Software and Internet Licences Presentation at English for Science at Tallinn University of Technology

A practice presentation took place today on Friday evening. It was bloody awful. Nevertheless, I received necessary points and this part of the course is clear now. The subject of the presentation was Software and Internet Licences. The purpose was to give an informal introduction to the subject of licences. I took only a few moments.

The definition of a licence is a meaning to give certain official permission, allow or deny something according to its described conditions. The purpose of a licence is authorized usage. When a licence is present, its subject is known exactly what it is bounded to and how it can be used further.

I began by dividing a picture of software and internet licences into two flavors:

  1. Licences for software (or source code). It usually can be found when some software is downloaded and just started to use. Usually it is a standalone software or a software connected with other software facilities. The representative Licence is GNU General Public License (GPL).
  2. Licences for internet facilities (or websites). Such a licence is typically encountered when certain websites are visited. These licences usually are applied to the content of a website. It can be some images, videos, audio, texts and so on. The representative Licences are Creative Commons (CC) licenses.

When some man has Intellectual property, he needs to regulate its usage. The most important is that this man must not violate others property in his claimed intellectual property. As long as others property is respected, this man chooses a licence that suits his needs. That was the general picture for types of licences and reasons for.

Then I looked at accordance to a licence. I supposed that some intellectual property is owned. It can be foreign property what man didn’t make or the property is made by man himself.

  • If man uses foreign property, so its terms of a licence regulate his usage and they are obeyed by him.
  • If man uses own property, he has his rights reserved. Typically, the signature like “All rights reserved” means rights by default, if there is no agreement the other way.

Consequently, this property is used and further distributed by people. As a result, owner needs to regulate its relationship with an audience. Foreign property may restrict its further use. Own property is available under principles an owner wants. He can put an arbitrary statement that reserves his rights, but also he can choose a ready-made licence to represent his property.

Finally, I turned to common traits of licences. There were four traits I considered to mention.

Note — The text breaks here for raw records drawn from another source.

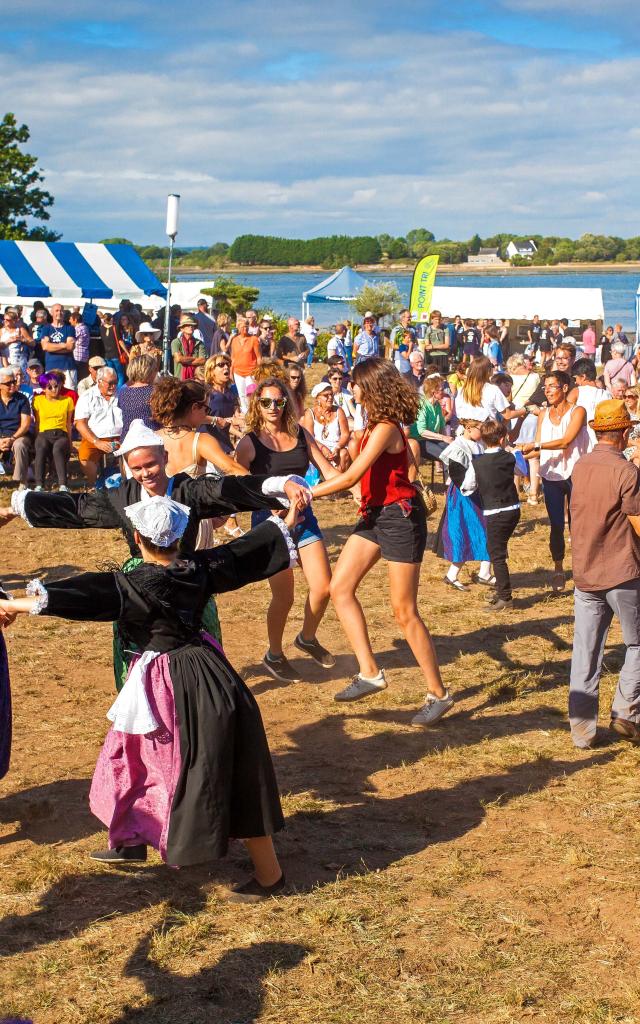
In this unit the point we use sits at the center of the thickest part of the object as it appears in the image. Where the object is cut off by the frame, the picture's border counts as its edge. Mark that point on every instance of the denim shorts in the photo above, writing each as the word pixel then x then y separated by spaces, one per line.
pixel 307 530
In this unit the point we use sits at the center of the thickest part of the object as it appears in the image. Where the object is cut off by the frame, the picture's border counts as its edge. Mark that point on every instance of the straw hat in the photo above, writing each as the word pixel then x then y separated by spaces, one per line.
pixel 611 415
pixel 146 328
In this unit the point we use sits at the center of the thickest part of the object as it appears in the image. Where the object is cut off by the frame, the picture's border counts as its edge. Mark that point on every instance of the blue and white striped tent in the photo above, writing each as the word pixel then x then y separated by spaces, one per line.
pixel 71 271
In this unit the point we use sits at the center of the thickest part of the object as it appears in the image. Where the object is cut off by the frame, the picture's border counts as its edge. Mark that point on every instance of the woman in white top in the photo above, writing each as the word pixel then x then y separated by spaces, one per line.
pixel 560 440
pixel 329 426
pixel 477 399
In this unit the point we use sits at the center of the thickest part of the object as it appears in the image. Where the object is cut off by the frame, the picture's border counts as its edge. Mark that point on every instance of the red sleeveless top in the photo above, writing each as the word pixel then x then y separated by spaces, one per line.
pixel 386 480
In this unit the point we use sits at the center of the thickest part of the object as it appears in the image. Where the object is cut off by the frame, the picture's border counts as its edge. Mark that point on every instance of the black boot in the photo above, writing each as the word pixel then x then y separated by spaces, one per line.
pixel 121 854
pixel 253 892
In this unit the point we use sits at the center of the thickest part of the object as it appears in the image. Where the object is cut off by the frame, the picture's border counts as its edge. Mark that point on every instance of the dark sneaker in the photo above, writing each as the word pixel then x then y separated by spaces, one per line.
pixel 121 855
pixel 626 729
pixel 281 669
pixel 253 892
pixel 314 650
pixel 499 604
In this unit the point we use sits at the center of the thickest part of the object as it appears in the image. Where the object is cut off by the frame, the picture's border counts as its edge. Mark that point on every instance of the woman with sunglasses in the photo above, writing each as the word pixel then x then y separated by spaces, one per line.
pixel 329 425
pixel 560 439
pixel 53 413
pixel 632 395
pixel 392 525
pixel 297 387
pixel 276 444
pixel 182 410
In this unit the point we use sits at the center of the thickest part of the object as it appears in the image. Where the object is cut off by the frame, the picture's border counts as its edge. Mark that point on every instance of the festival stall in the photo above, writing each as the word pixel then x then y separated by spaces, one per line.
pixel 73 272
pixel 342 286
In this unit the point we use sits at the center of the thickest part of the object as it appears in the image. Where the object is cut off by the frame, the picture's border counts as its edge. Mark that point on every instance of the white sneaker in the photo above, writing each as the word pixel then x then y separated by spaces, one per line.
pixel 359 688
pixel 433 710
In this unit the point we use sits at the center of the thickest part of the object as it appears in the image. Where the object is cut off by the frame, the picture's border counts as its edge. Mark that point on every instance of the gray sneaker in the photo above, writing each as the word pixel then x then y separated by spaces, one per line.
pixel 433 710
pixel 281 669
pixel 359 688
pixel 314 650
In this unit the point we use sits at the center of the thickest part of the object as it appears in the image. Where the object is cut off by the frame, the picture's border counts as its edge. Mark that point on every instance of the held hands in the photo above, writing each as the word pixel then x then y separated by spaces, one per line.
pixel 298 496
pixel 6 614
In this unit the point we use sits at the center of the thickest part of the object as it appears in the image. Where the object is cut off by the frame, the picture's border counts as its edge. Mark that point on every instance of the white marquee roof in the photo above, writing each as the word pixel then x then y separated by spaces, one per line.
pixel 519 303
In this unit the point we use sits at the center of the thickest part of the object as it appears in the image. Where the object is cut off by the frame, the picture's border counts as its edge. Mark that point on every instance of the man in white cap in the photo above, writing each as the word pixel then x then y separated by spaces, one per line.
pixel 208 497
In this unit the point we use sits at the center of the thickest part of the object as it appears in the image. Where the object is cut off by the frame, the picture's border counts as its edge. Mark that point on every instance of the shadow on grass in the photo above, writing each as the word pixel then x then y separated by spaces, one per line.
pixel 230 991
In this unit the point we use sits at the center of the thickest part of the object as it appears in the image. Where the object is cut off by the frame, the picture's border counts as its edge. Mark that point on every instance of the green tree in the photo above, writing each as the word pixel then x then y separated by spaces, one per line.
pixel 20 195
pixel 231 297
pixel 383 300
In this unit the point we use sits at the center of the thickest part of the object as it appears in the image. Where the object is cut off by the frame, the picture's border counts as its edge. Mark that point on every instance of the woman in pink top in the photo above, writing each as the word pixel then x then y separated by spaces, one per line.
pixel 619 369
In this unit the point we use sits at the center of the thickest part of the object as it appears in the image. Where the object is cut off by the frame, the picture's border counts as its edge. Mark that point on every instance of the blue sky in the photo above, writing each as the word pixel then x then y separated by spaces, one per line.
pixel 302 119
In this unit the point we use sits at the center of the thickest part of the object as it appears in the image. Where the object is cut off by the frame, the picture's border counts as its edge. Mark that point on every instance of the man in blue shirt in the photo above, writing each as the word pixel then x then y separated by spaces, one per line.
pixel 57 341
pixel 14 426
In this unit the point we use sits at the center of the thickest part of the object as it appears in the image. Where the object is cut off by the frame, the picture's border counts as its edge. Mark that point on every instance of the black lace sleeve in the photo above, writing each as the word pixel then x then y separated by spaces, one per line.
pixel 92 597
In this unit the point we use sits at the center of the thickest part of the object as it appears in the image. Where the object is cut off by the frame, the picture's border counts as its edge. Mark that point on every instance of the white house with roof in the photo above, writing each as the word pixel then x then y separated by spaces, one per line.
pixel 523 249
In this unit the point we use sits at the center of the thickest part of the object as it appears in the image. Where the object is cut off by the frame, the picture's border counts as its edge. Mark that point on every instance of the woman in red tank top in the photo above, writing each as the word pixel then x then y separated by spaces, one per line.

  • A licence can assume that its subject is a free software. Hence, it gives certain benefits for free to use, study, modify, copy and redistribute.
  • A licence can have some full or partial copyleft. Perhaps, a licence grants that exactly the same freedom must be granted in any derived work. This is full copyleft. A licence may also exempt some freedom as opposite to full copyleft. In this case it permits distribution of any derived work under freedom other than it was before.
  • A licence can be approved, recognized or released by related organizations. For example, if it is known that a licence is recognized by Open Source Initiative (OSI) or Free Software Foundation (FSF), we are certain about attributes the licence has.
  • A licence may be compatible with other Licence for combination, further modification or distribution. If there is a contradiction then their properties cannot be combined for further usage.

That completed my brief overview of software and internet licences presentation. Thank you for your attention.